Elodie a fait de longues études. Puis elle a travaillé comme salariée. Mais un jour, elle s’est sentie à l’étroit dans ce statut qui ne lui offrait plus de perspectives d’avenir intéressantes. Alors elle a pris une grande décision. C’est ce qu’elle explique à Carla dans cette conversation.

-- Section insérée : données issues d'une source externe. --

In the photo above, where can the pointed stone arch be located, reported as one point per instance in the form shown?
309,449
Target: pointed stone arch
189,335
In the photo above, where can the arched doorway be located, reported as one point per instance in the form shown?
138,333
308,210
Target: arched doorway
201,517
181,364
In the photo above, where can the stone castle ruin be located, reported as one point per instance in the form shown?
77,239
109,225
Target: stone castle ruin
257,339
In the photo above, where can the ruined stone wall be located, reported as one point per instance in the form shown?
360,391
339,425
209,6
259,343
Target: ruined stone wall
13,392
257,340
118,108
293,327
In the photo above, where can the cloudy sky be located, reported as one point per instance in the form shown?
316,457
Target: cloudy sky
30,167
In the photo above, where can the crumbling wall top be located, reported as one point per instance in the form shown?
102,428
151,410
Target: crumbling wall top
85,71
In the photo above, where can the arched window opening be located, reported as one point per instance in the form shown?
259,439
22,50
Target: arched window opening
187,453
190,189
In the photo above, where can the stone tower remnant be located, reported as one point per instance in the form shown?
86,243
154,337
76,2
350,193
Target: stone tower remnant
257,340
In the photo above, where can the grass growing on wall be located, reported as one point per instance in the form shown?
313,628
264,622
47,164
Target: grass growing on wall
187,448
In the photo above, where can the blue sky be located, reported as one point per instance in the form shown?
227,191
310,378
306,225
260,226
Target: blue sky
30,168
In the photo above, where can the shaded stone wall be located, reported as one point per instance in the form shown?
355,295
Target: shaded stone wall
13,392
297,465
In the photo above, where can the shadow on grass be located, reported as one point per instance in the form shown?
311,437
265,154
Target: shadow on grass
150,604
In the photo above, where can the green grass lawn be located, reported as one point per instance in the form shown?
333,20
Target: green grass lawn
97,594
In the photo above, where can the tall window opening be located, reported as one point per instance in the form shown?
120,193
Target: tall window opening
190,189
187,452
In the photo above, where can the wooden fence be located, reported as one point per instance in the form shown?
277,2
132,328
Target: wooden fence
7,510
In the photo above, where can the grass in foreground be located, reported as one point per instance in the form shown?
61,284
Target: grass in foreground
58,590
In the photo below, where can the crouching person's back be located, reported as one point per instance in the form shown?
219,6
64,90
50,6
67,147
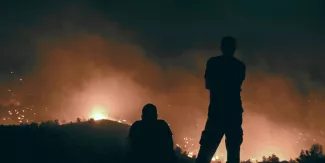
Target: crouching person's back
150,139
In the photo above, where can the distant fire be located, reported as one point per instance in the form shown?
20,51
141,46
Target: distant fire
98,113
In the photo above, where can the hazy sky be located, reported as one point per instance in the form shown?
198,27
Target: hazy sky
75,55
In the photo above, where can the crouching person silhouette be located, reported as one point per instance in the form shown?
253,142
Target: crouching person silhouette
224,76
150,139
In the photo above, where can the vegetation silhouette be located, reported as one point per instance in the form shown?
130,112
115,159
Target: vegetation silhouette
92,142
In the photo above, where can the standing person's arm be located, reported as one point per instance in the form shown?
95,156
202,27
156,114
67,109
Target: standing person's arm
130,144
207,74
243,73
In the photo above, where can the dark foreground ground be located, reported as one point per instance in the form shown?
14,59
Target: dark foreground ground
87,142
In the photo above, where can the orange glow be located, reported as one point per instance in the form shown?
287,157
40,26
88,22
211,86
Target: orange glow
98,113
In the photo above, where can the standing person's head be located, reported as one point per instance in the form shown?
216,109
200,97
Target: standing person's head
228,46
149,113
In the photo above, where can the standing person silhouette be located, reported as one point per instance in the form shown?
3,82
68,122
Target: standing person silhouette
151,139
224,76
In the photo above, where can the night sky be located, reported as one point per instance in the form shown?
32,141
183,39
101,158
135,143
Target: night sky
73,55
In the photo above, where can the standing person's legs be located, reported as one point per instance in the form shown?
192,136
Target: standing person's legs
210,140
234,138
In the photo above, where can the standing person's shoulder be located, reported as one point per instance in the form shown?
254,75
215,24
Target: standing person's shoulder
239,63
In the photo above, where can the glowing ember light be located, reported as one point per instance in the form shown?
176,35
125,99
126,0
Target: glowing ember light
98,113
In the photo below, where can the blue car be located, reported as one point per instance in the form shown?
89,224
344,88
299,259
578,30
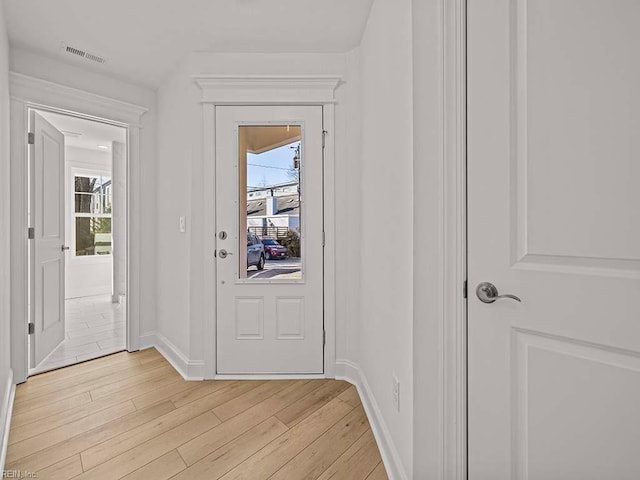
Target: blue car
255,251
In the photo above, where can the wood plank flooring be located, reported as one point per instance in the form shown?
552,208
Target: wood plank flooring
130,415
94,327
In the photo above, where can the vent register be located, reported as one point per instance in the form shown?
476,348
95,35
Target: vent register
83,54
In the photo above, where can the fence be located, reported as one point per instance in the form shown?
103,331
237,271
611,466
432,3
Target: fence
272,232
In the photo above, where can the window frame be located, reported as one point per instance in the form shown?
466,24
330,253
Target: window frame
87,172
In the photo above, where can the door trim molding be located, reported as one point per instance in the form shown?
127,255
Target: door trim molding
453,241
29,92
268,90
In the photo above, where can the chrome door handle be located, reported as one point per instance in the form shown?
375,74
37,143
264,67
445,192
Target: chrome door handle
488,293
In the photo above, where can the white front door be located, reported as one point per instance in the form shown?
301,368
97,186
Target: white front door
47,253
554,218
269,229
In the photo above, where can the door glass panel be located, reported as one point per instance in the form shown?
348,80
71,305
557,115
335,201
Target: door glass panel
269,217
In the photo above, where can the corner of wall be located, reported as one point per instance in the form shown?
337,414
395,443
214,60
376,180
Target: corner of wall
6,409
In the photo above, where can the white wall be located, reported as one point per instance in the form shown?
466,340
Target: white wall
5,338
38,66
427,300
182,257
386,280
92,275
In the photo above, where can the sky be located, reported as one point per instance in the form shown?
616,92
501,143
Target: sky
270,167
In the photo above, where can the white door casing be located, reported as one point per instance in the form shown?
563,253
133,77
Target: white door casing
553,101
269,326
48,256
29,92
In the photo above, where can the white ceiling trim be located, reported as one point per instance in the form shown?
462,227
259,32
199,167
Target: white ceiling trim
262,90
41,92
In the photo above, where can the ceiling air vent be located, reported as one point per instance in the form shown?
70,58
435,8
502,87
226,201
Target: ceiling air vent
82,53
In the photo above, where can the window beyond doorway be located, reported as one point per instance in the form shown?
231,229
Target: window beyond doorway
92,214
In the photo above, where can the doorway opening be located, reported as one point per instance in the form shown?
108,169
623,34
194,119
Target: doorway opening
92,193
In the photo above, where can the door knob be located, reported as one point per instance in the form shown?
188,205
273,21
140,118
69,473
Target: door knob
488,293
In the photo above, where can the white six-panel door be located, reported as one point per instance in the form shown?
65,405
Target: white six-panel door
554,218
268,325
47,254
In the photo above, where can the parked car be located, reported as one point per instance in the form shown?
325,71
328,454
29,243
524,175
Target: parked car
255,251
272,249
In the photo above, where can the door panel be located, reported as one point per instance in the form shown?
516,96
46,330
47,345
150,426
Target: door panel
47,266
553,218
269,321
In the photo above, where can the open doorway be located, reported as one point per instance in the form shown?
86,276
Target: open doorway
93,201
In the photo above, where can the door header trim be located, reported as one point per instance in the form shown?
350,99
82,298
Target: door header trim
268,90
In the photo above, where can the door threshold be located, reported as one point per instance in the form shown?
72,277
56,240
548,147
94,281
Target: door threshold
271,376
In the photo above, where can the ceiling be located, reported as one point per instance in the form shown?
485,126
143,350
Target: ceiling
87,134
143,40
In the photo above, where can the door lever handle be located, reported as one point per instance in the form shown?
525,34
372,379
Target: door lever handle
488,293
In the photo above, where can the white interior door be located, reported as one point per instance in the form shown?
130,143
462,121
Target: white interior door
47,254
269,308
553,171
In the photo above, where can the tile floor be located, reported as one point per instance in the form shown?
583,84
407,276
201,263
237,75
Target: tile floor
94,327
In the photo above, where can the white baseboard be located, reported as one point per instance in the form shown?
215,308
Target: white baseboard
147,340
189,369
352,373
5,417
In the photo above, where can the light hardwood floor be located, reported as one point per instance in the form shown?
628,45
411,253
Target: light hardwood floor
130,415
94,327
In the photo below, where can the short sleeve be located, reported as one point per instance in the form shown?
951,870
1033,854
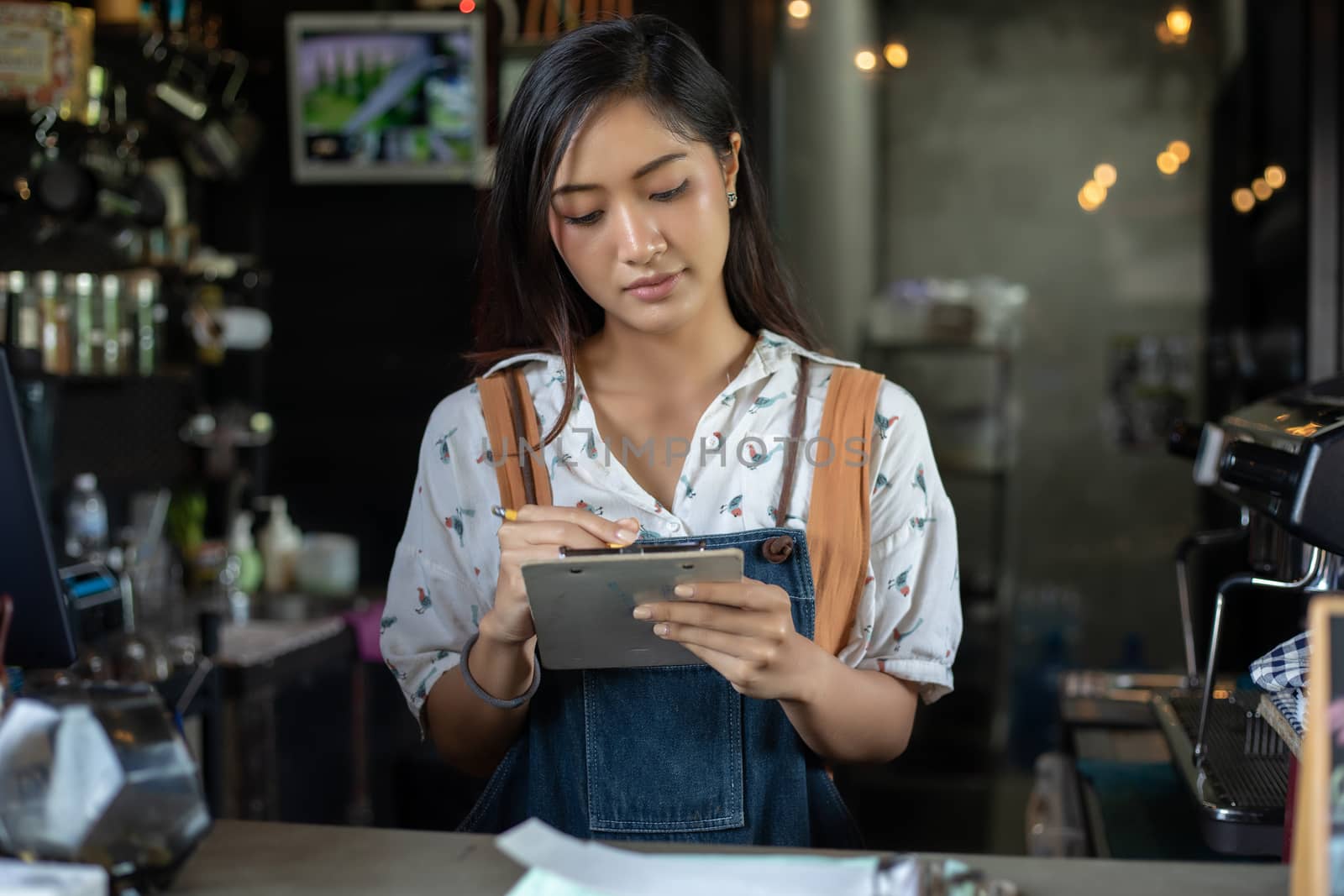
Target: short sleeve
444,570
909,618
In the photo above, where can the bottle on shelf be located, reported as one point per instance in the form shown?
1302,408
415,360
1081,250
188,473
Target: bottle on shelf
280,542
27,322
87,520
147,345
112,358
87,340
55,324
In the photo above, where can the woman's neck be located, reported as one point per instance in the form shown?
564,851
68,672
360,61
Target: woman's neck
707,349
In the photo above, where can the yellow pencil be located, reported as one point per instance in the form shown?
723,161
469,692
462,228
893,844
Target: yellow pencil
511,515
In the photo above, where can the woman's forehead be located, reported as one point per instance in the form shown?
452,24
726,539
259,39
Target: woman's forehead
616,140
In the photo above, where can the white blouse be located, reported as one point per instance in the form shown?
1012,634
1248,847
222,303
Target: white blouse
447,564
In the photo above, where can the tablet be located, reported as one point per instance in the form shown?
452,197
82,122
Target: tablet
581,605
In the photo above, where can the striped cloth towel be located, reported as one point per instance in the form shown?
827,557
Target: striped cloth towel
1284,668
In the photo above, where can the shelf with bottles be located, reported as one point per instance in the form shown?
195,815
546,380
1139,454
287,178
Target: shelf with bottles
174,372
82,325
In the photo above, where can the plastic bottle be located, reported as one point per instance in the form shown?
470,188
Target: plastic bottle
280,543
87,520
249,559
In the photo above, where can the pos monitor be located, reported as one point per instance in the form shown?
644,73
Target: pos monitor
40,634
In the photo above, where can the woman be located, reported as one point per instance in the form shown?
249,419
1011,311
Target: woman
632,275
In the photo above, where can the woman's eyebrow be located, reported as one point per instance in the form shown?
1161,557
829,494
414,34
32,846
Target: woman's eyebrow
644,170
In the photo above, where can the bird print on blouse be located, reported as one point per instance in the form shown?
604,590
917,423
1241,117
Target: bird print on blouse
456,524
759,458
690,492
884,423
761,403
900,582
444,445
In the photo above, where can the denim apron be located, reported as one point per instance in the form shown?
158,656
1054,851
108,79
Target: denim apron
674,752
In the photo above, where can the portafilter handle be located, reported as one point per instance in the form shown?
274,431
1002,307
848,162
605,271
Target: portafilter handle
1200,540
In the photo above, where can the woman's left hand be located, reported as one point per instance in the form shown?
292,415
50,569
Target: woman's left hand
745,631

Interview expert-comptable

Transcription
E: Elodie / C: Carla

C : Bonjour Élodie. Vous êtes actuellement expert-comptable. Vous avez monté (1) votre propre cabinet il y a huit ans et avant cela, vous étiez salariée en cabinet.
Qu’est-ce qui vous a fait sauter le pas (2) ? Pour quelles raisons avez-vous décidé de monter votre affaire ?
E : Alors bonjour. Alors, pourquoi j’ai monté mon propre cabinet ? Parce que en tant que salariée au sein du cabinet auquel (3) j’étais, j’avais pas d’évolution possible (4), déjà; et que j’avais envie d’une certaine liberté et que, comme au niveau de mon mémoire (5), je me suis spécialisée dans le monde du sport et que j’avais pas mal de dossiers autour du sport, du coup, j’ai pu monter mon propre cabinet.